Key question: Can this fund infrastructure that takes decades to build?
Community Banks
A community bank with growing membership, patient capital, and community governance might score R* = 0.5. A conventional bank focused only on quarterly returns might score R* = 0.1.
Key question: Will this bank serve the community in multiple generations?
Research Institutions
A university with endowment income, tenure systems, and knowledge preservation might score R* = 0.7. A startup-funded lab with 18-month runway might score R* = −0.3.
Key question: Will knowledge be preserved and built upon?
Common Questions
How is R* different from ESG scores?
ESG measures compliance and risk mitigation—do you have policies in place? R* measures regenerative capacity—can you sustain and strengthen over decades?

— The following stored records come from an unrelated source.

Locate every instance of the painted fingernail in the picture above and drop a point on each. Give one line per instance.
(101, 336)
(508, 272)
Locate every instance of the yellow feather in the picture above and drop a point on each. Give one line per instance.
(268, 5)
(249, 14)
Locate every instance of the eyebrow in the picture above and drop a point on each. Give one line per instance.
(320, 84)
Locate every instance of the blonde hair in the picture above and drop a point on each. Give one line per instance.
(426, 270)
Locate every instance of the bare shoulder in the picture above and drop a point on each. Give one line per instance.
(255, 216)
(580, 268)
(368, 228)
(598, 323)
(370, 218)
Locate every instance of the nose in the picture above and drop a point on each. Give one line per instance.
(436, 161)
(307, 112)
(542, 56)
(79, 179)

An institution could score well on ESG (good policies) but poorly on R* (fragile funding, no succession planning).
Can a high-performing institution have a low R* score?
Yes. A charity might be doing excellent work right now but be entirely dependent on one major donor. If that donor withdraws, the charity collapses. High current performance + fragile structure = low R*.
What data do you need to calculate R*?
You need information on funding sources and timelines (structural) plus historical performance data and staff trends (behavioural). Many organisations already have this data—it just needs to be analysed through the R* lens.
Can R* be gamed or manipulated?
The behavioural component uses historical data, making it harder to fake. More importantly, R* measures things that are genuinely hard to fake—you can't pretend to have stable leadership or diversified funding.